Races and events are slowly returning to the calendar, and while we’re all thrilled to get back out there, it’s going to be a while before we return to a world of travel without COVID-19 concerns. Realistically, summer and fall triathlons will require careful planning and consideration—especially when it comes to safely traveling to and from your event. Beyond basic measures like always wearing a mask in public, keeping six feet from others, and washing your hands regularly, here are some things to consider in your travel planning.
Editor’s note: This article originally appeared in the March/April 2021 issue of Triathlete. Since that publication, the Centers for Disease Control and Prevention (CDC) has updated its travel guidelines for people who have been fully vaccinated. Fully vaccinated people can resume domestic travel and do not need to get tested before or after travel or self-quarantine after travel. They also do not need to get tested before leaving the United States (unless required by the destination) or self-quarantine after arriving back in the United States. See the complete updates here.
1. Know the regulations.
Health guidelines and regulations are changing constantly as COVID numbers change and research advances. Make sure you know the mandates for both the area you’re traveling to and for your home city, county, and state. A couple of possible requirements include testing within certain time frames and/or mandatory quarantine upon arrival—not something you want to be surprised by two days before your race.
2. Think of before and after
As of publication, the Centers for Disease Control and Prevention (CDC) is recommending that anyone who travels gets a viral test one to three days before traveling and three to five days after arriving home. The CDC also suggests a seven-day quarantine once you’re home, even if you receive a negative test. The days of simply getting away for a quick race weekend are behind us—for now, at least. Also, consider the possibility you could end up with symptoms while at your destination. Are you willing and able to quarantine at your race for the required amount of time? If not, best to stick to local races for now.

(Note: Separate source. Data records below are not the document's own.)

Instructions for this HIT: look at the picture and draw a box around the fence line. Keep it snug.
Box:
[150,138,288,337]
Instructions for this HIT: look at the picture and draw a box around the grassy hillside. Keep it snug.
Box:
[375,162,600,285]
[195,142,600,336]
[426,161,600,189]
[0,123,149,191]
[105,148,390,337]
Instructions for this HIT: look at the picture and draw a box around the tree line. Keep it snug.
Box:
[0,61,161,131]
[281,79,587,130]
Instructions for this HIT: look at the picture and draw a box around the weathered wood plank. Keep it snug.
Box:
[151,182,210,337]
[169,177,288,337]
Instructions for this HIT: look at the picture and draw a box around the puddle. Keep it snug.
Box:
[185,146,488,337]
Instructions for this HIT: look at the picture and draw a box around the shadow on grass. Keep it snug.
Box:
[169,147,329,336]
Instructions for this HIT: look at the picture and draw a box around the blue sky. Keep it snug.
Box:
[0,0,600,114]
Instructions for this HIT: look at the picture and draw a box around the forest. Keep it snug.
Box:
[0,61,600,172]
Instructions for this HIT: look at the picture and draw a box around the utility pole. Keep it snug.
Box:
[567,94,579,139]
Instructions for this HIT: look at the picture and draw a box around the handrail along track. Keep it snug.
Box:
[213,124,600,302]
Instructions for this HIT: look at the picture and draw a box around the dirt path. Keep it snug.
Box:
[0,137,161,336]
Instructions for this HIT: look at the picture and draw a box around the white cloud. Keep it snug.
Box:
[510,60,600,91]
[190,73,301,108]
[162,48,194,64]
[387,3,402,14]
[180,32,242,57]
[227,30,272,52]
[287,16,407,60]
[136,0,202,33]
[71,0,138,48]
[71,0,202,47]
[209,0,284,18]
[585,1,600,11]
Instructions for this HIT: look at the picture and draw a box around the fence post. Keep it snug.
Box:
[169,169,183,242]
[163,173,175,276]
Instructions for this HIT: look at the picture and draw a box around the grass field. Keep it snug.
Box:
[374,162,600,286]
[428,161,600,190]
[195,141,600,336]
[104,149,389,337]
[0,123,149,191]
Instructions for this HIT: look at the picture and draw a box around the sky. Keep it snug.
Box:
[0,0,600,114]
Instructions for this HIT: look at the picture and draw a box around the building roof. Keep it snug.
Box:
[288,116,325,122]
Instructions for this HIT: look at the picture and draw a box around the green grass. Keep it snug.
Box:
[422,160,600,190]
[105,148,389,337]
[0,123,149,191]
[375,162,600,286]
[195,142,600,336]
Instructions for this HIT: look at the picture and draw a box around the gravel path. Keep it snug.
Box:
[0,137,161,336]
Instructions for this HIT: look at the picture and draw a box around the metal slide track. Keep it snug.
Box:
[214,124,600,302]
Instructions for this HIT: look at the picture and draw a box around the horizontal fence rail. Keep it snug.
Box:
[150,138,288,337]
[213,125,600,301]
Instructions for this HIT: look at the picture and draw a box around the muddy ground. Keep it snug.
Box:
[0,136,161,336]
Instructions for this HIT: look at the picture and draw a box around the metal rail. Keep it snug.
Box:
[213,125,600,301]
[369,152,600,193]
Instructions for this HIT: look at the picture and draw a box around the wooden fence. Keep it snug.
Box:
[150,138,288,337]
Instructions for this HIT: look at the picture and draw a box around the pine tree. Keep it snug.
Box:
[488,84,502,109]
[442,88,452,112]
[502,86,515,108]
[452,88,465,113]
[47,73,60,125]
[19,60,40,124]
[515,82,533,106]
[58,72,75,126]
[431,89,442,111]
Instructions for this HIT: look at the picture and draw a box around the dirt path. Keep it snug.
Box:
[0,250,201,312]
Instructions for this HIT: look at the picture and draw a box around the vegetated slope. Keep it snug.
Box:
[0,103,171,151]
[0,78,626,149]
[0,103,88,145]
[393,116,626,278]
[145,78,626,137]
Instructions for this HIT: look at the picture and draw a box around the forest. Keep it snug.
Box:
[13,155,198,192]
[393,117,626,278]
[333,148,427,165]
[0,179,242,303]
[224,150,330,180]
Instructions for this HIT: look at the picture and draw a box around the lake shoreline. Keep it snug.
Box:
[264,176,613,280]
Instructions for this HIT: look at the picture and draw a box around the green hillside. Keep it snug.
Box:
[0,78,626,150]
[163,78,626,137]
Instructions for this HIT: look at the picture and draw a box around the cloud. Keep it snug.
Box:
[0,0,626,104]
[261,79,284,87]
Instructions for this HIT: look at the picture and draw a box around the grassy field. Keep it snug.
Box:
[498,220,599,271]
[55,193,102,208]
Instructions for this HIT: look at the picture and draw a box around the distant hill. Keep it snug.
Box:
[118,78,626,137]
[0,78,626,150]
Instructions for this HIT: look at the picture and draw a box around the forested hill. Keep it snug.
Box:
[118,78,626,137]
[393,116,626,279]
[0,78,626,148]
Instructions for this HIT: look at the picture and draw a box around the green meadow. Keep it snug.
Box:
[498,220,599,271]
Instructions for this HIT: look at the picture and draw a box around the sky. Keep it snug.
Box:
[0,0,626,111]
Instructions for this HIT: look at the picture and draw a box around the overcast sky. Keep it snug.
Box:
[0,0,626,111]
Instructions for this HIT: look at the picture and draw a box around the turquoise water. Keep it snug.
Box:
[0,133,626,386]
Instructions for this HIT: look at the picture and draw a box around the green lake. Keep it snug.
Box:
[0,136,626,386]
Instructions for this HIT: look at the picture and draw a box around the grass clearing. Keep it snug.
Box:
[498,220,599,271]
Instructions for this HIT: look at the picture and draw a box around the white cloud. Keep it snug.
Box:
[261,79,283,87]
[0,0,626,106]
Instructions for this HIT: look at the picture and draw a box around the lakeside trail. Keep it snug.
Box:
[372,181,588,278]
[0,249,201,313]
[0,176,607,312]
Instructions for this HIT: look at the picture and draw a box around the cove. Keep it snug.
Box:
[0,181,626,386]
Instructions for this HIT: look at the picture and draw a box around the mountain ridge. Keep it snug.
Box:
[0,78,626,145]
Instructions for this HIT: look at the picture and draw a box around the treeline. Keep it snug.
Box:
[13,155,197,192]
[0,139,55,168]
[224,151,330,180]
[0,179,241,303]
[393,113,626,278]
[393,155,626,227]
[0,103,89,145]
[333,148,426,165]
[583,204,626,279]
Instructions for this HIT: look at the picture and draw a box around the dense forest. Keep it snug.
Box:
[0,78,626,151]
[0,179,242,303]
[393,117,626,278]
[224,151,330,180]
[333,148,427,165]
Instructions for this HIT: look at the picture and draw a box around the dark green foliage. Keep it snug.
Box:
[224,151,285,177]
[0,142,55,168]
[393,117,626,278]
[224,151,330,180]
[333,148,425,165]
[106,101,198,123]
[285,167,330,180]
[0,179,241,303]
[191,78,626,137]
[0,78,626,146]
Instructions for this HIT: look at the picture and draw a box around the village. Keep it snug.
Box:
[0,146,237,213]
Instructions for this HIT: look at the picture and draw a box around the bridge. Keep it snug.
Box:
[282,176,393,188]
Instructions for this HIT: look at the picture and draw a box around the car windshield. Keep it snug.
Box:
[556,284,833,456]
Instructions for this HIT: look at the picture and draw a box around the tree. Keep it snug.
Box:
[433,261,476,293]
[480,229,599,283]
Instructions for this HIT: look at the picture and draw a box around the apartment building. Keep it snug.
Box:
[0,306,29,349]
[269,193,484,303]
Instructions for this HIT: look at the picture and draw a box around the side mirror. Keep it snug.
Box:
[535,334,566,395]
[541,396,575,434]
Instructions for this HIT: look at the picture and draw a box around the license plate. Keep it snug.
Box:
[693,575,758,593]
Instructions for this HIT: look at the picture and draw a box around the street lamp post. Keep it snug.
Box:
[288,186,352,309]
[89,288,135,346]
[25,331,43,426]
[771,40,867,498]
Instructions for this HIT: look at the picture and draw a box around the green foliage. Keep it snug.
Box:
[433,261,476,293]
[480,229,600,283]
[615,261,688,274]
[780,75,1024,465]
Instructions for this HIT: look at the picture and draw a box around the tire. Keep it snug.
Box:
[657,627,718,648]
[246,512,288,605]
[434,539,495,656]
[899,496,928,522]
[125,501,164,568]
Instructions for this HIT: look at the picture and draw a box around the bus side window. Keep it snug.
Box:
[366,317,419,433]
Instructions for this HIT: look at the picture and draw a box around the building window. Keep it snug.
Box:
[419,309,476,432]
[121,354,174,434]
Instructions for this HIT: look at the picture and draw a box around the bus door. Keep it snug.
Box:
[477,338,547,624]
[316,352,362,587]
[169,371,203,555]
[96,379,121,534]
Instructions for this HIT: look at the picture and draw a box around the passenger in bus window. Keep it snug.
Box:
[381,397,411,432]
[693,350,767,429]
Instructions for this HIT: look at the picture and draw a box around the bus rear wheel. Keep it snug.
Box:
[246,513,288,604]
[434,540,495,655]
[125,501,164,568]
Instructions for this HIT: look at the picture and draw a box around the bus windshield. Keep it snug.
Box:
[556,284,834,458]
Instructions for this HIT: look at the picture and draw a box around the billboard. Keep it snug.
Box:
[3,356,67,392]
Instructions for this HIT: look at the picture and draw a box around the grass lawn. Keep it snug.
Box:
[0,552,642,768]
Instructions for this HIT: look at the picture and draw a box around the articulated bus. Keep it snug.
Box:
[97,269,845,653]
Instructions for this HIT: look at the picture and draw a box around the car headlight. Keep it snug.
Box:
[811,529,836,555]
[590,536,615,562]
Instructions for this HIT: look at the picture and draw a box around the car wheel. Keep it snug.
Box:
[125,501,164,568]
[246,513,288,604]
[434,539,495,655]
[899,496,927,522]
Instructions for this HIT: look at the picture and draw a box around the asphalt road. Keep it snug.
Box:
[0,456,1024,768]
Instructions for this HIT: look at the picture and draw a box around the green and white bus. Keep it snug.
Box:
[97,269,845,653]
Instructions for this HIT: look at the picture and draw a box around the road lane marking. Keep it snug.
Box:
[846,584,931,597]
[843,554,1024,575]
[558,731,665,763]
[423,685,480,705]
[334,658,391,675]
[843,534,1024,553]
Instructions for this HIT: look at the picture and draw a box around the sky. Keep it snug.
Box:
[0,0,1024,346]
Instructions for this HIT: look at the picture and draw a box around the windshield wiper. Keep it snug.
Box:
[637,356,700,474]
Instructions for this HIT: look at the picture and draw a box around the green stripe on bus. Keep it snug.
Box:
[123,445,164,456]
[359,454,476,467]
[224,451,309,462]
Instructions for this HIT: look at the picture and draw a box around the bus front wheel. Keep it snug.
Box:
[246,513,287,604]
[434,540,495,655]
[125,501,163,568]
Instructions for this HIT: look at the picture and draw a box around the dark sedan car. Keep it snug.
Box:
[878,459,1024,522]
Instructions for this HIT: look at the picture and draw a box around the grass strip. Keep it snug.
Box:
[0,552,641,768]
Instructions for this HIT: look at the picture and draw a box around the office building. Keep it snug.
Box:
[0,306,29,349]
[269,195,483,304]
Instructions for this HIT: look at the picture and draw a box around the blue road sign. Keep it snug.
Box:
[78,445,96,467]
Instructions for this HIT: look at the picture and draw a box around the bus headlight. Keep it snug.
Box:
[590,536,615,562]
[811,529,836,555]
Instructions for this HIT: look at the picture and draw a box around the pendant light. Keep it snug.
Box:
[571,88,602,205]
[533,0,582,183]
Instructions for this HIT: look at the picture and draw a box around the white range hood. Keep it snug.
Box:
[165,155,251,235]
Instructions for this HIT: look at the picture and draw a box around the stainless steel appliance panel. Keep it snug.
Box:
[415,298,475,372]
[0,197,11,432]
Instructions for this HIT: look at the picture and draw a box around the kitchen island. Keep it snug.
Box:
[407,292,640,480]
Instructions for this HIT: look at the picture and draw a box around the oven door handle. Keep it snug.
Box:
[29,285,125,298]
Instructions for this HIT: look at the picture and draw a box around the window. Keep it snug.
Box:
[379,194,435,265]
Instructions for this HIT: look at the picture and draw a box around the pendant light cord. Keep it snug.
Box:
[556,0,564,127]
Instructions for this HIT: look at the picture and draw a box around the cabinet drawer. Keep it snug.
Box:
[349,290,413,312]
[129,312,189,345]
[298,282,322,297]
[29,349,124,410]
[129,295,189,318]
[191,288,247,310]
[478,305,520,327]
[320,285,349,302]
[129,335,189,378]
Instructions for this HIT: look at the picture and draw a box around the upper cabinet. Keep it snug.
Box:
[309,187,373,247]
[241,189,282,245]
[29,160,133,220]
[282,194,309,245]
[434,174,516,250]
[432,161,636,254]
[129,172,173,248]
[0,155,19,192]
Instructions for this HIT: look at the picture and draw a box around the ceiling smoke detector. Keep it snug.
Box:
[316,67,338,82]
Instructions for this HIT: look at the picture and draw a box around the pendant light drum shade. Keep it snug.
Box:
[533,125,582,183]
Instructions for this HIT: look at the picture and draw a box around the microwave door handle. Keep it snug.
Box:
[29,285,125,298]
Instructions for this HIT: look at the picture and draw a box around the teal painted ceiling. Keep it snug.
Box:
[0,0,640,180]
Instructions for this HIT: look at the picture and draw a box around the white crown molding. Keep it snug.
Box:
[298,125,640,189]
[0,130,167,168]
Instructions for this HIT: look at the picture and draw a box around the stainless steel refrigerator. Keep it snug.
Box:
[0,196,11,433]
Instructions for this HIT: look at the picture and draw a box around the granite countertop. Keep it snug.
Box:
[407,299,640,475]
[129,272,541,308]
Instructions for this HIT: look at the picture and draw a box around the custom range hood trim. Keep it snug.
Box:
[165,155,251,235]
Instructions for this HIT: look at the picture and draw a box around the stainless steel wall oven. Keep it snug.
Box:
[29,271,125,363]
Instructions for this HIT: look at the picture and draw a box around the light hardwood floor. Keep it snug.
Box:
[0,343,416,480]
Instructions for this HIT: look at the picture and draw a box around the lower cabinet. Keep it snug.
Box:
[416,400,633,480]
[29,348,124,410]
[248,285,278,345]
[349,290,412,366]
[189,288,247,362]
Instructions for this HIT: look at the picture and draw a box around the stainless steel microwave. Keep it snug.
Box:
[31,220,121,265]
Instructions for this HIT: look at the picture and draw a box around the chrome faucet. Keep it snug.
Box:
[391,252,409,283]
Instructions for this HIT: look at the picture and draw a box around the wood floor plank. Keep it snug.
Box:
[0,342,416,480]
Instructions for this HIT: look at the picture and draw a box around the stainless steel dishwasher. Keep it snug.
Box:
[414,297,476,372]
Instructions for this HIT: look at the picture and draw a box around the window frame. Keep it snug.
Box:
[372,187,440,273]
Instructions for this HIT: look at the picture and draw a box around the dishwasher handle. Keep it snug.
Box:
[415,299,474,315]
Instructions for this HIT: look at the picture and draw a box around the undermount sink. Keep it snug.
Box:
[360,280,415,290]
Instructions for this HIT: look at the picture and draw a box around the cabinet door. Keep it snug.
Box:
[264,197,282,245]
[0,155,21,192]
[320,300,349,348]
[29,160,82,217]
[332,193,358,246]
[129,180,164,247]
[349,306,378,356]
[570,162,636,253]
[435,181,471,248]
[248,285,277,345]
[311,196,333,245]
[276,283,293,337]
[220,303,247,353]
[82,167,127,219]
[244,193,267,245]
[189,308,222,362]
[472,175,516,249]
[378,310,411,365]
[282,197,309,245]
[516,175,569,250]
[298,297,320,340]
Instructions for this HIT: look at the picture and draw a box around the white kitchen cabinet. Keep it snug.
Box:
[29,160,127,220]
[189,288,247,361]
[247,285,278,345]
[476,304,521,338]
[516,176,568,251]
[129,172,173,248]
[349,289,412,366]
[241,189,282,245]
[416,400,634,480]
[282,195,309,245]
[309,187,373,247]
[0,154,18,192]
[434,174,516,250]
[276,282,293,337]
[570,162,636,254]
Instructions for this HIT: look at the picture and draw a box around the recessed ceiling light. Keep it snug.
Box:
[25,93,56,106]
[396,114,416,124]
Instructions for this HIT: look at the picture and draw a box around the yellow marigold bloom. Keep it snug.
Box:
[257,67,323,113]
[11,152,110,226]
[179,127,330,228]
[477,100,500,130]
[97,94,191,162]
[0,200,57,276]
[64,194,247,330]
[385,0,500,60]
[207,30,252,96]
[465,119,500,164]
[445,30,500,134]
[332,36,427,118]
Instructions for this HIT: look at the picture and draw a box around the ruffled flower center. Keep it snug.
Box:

3. Stay as close to home as possible.
Regardless of if you’re flying or driving, the farther your destination, the more opportunity there is for exposure. For flying, the risk is higher with more interactions and, at the very least, extended time on an airplane. For driving, the longer the trip, the more likely there are bathroom, eating, and lodging stops. In other words: Consider racing local.
4. Consider who you travel with.
Regardless of your method of transportation, the CDC recommends you only travel and stay with members of your own household.
5. Be thorough in your lodging research.
As with everyone and everything right now, some hotels and Airbnb owners are taking the safety protocols more seriously than others. Before you book anything, the CDC suggests calling and inquiring about:
- Online check-in, mobile room keys, and contactless payment
- The mask policy for hotel employees and guests
- Other precautions in place, such as plexiglass barriers, physical distancing signs, etc.
- Contactless room service and food delivery options
6. Be prepared not to go.
Now more than ever, it’s important to stay flexible with your travel and racing plans. Canceled events, positive tests, or exposure that requires quarantine all remain possibilities. If having to bail on your trip at the last second is going to devastate you, push your travel plans to next year.